Umm, adorable?!?!?? Congrats!


----------



## HersheyMint (Apr 7, 2022)

Oh, congratulations!! How sweet, I'm glad everything went well with the birth.


----------



## Taz (Apr 7, 2022)

Congratulations!! So happy everyone is doing well. She looks bay to me from those pictures. Can we have more pictures please when you get a chance? So cute!!


----------



## elizabeth.conder (Apr 7, 2022)

Congratulations!

Definitely bay based! But I would bet money she carries the appy gene LP. See the white hooves? They will end up striped and she will likely varnish over time.
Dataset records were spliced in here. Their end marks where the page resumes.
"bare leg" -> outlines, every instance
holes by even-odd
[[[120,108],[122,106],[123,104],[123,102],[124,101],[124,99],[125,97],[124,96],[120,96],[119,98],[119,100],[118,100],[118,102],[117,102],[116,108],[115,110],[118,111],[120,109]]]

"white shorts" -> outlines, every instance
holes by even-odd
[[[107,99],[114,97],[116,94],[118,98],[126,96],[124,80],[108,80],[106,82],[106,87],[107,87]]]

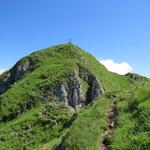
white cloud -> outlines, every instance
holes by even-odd
[[[100,60],[109,71],[125,75],[126,73],[132,72],[132,67],[127,62],[117,63],[112,59]]]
So she is considered a bay varnish Appaloosa.


----------



## Lifedaybyday (Apr 7, 2022)

So do you think she will ever get spots?


----------



## Lifedaybyday (Apr 7, 2022)

This is her hooves.


----------



## Capriole (Apr 7, 2022)

Congratulations!! I bet she will develop an Appaloosa pattern.
Many years ago I knew someone that was given a POA colt because he didn't color.....not too long after that he did start to develop spots...I don't know what pattern he finished as though.


----------



## elizabeth.conder (Apr 7, 2022)

She may not get TRUE spots. Although stranger things have happened. With LP it’s always a guessing game. She could never grow a white hair or she could end up completely white.


----------



## Lifedaybyday (Apr 7, 2022)

Fresh pictures from today! I just love her ❤
I'm really liking her color even though we didn't get a spotted one


----------



## Lifedaybyday (Apr 7, 2022)

Idk why the pics multiplied lol


----------



## Taz (Apr 7, 2022)

OMG that face, so adorable. How could you not love her?


----------



## Lifedaybyday (Apr 7, 2022)

❤


----------



## NoahG (Apr 7, 2022)

Oh my goodness. Good job mama and congrats on the cutie! I would love to have a mini foal one day (though I'd be a nervous wreck).


----------



## Kelly (Apr 15, 2022)

What a BEAUTIFUL baby! CONGRATS!


----------



## HersheyMint (Apr 15, 2022)

She is sooo cute! That face  I can't see enough pictures!


----------



## Lifedaybyday (Apr 15, 2022)

She i



s a sweetheart and has bonded with my daughter.So sociable she is!


----------



## HersheyMint (Apr 16, 2022)

What awesome pictures. She will be a lover


----------



## ValerieS (Apr 20, 2022)

She’s absolutely beautifulyou never know how they’ll change sometimes it’s shocking but she doesn’t need to she’s perfect
I’m not one to understand the genetics much I’d love to lol but this boy of mine came from a solid white sire and a solid chestnut dam. He was born completely grey NO spots what so ever, friends mistaked him for a mini donkey I’m not kidding!!! They magically started to appear as he grew it was crazy.


----------



## Taz (Apr 20, 2022)

ValerieS said:


> She’s absolutely beautifulyou never know how they’ll change sometimes it’s shocking but she doesn’t need to she’s perfect❤
> I’m not one to understand the genetics much I’d love to lol but this boy of mine came from a solid white sire and a solid chestnut dam. He was born completely grey NO spots what so ever, friends mistaked him for a mini donkey I’m not kidding!!! They magically started to appear as he grew it was crazy.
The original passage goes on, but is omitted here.